The National Writing Project‘s Web Presence retreat will begin tonight in Denver. I was asked to develop a resource, of any genre, that reflected my understandings of identity and Web 2.0. This was no easy task. I have previously blogged in this space about privacy issues and social media, as well as given a lot of thought to the ways I interact with social media. I also facilitated a strand on Social Networking with Bud Hunt for the WIDE PATHS conference. That being said, I toyed with many different representations of my understandings and ultimately ended up with this video. I invite critiques and suggestions: I see this very much as a draft (I’ve already noticed the pronoun-antecedent issue in the first two sentences, but it was, of course, after it was uploaded and on it’s way. The final version will fix it.) I also recognize the audio issues and have begun to resolve them. But overall: how does this work for you? Any suggestions?
Identity and Web 2.0 from Andrea Zellner on Vimeo.
Here is the transcript:
Identity and Web 2.0 by@AndreaZellner
Watch a small child for an hour. Notice how they interact with something new. A toddler will approach a new thing with caution, and with curiosity. They will hold it up, look at it from every angle. They will experiment with various uses. They manipulate, they poke, they prod.
When it comes to our relationships with new media, our identities are still being formed. It is new: we can’t often apply what has worked for us in the analog world to the rapidly changing landscape of Web 2.0.
As a person who has curiously toddled into the social media landscape, I have come to recognize a cycle of the way in which my online identity forms, and how that identity both shapes and is shaped by the various spaces in which I engage.
I begin with EXPLORATION: what is this space? I hold it up to the light, examine it from different angles. What are other users doing? Who are the experts in the space? How are they interacting with it? I mimic the experts. I play around.
While exploring, I start to build my understanding of the space: how might I use this space? How does this enhance my time, my life, my learning?
At this point, I move towards EXPERIMENTATION: I try new ways of interaction, play with genre, assert my own understandings of the way the space should be. I also begin codify the ways I understand the space.
An example of this movement is Twitter: at first the question was “What are you doing?” In the beginning, Twitter was dismissed as people who were interested in navel-gazing, now it is used for myriad purposes, both creative and utilitarian. As users harnessed the space for their own purposes, from posting links and information to re-enacting Romeo and Juliet, Twitter responded by changing the central prompt to “What’s happening?” –a shift in language that reflects the way the space is informed by its users, even as the space is shaping the identity of its users.

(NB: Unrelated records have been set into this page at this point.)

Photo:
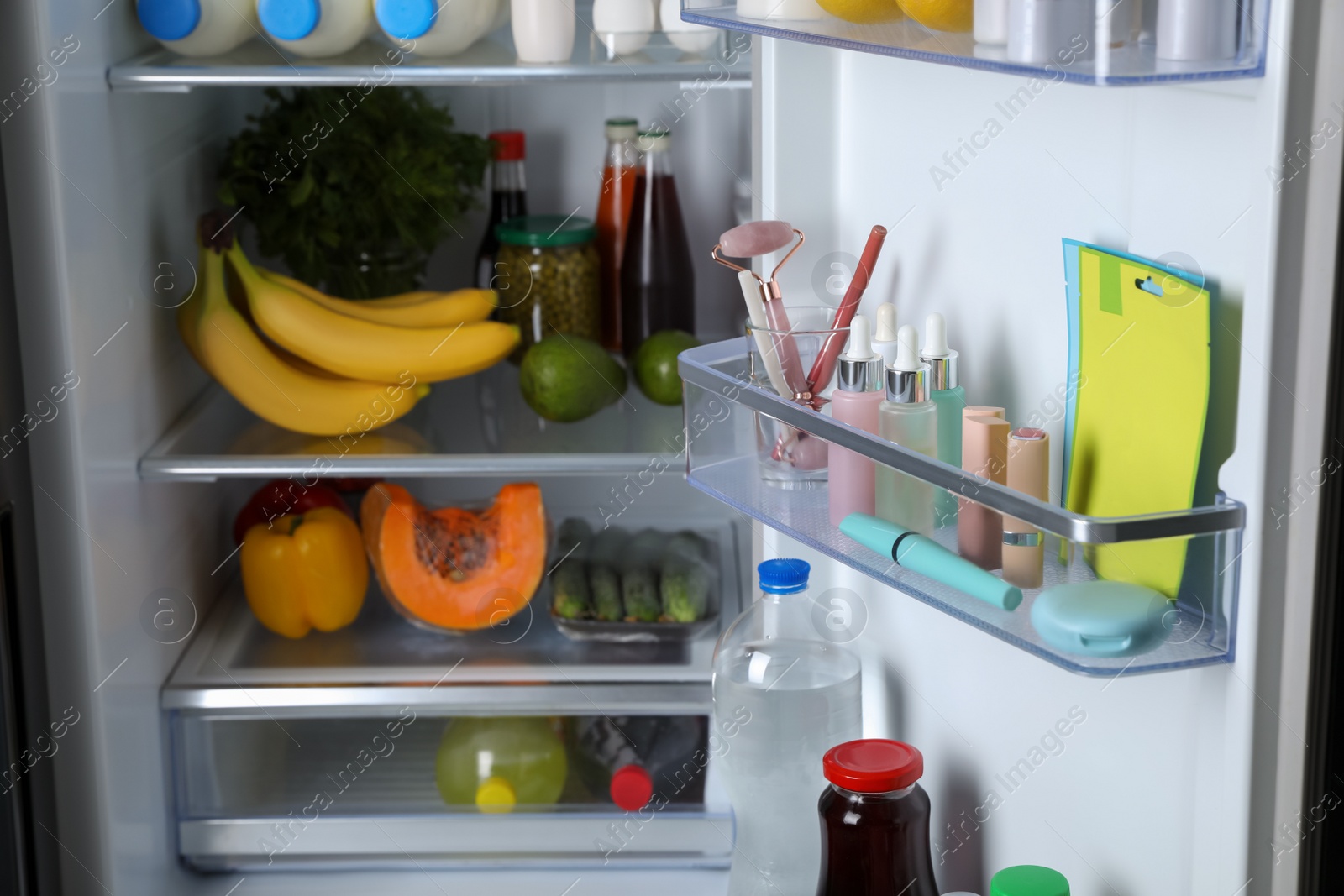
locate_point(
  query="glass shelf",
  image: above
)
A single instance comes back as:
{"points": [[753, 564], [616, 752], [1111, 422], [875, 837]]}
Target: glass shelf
{"points": [[726, 414], [490, 60], [381, 660], [1135, 63], [472, 426]]}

In the end, as a user I have to define what is comfortable for me. It is like peeling an onion: perhaps I only engage on the surface level, exchanging professional links and conversation, while in another, I’ll reveal more, posting pictures of my children and family in addition to musings, links. As I move from exploration to experimentation and back again, I learn how to present myself as well as how to read the ways others present themselves.
It is important to recognize that these are social networks and they are informed by the ethics we learn in our earliest encounters with the social networks of our families and communities. For me those norms were to be polite, listen more than I talk (still a hard one for me…I admit: I’m a talker), make sure I give more than I take, care for people, don’t share too much.
I define and refine my identity for each of these spaces, and, in turn, these spaces are defined and refined by me and the countless other users. As educators and professionals, it is important for us to thoughtfully and critically explore and experiment in these spaces so that we may better guide our students in their own development of these different identities.